Under the new draft plan, learning will start for all students on Sept. 17. By Sept. 29, kindergarten through second grade in down-Island schools and kindergarten through third grade in up-Island schools will transition to the hybrid model. Grades three through five will then transition to the hybrid model by Oct. 13. Grades six through eight and the high school will transition to the hybrid model on Oct. 27.

Mr. D’Andrea said the ultimate goal is still to have all students back in classrooms for full, in-person learning — although there no date was set on Thursday.

“We think it is very wise to phase into in-person learning,” Mr. D’Andrea said. “That way, by phasing in, we can monitor the virus, see how it is playing out on the Island, and make adjustments as necessary, gradually moving into as much in-person learning as we can.”

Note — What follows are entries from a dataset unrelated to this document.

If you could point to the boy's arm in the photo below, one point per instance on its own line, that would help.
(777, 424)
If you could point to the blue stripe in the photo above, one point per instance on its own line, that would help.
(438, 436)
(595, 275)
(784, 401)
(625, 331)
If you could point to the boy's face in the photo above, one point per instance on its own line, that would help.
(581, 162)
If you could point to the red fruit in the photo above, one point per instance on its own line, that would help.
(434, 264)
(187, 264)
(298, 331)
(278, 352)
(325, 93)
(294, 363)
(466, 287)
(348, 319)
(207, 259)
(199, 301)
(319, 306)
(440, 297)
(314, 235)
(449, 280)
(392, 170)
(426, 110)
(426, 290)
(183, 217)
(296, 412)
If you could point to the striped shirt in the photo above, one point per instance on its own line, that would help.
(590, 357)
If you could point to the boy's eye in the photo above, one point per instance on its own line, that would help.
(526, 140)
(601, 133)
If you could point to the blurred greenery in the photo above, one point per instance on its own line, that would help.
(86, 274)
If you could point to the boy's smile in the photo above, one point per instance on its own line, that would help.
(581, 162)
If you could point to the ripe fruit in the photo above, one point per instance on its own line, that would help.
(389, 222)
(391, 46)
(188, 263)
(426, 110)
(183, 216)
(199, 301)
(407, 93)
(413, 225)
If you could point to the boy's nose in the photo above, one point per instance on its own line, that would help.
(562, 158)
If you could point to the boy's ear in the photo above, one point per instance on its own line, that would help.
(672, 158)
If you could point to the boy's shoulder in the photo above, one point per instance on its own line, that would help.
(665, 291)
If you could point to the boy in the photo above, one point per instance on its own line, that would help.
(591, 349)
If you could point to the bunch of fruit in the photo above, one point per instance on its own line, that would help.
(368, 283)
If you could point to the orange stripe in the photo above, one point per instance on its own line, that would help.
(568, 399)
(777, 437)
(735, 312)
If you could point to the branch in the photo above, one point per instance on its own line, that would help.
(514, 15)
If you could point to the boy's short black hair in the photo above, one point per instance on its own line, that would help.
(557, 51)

High school principal Sara Dingledy and assistant superintendent Richard Smith said too that remote learning this year would be more rigorous and streamlined than last year, when schools and teachers were forced to haphazardly transition to online education with little notice or advance planning. The high school’s proposed remote learning schedule includes a full 8 a.m. to 2:30 p.m. class day, while grades three through eight would have approximately four hours of learning.

When hybrid learning eventually begins, both Mr. Dingledy and Mr. Smith were clear that in-person education would not be the same as it was prior to mid-March last year, taking into account six-foot social distancing, masks and children staying put as teachers move among classrooms.

“I think it is going to be challenging in either scenario: remote and in-person,” Mr. Smith said. “A return to school is not going to be the same as the return we had on March 13 . . . I don’t want to go back to last spring. None of us want to.”

A budget presentation from treasurer Mark Friedman described new costs associated with remote and in-person learning. According to Mr. Friedman, the school has applied for three different federal and state grants totaling $1.7 million. He said the costs of added busing, totaling around $700,000, as well as IT expenses, cleaning costs and facility upgrades, would total around $1.2 million.

Health officials also outlined public health metrics that will be used to determine school reopening, with less than one daily case per 100,000 people representing “green” and more than 25 representing “red.”

A preliminary plan to get children tested at the TestMV site next week was also discussed, in order to gain a sense of the virus’s spread within the school community. Ms. Valley said the testing would likely be available by early next week, although broader plans for comprehensive testing before the school year begins remains a work in progress.

School committee members showered the health officials with questions, zeroing in on concerns about in-person learning, special education and teachers who are also parents. They also expressed concerns about kindergartners and freshmen at the high school starting the year with remote learning. Other committee members further wondered how public health officials would determine health metrics when the fluctuating Island population cannot be precisely counted, and they noted the lack of a re-entry plan for schools if reopening steps have to be halted.

A final vote on the plan is expected Monday.

“Whatever we come up with is not going to be perfect,” committee member Jeffrey (Skipper) Manter 3rd said. “There’s just lots of complications. I think we need to address each one as best we can. But at this particular time, not everybody is going to be able to be accommodated the way they should. We’re just going to have to make the best of it, and do the best we can to educate the children and protect the staff.”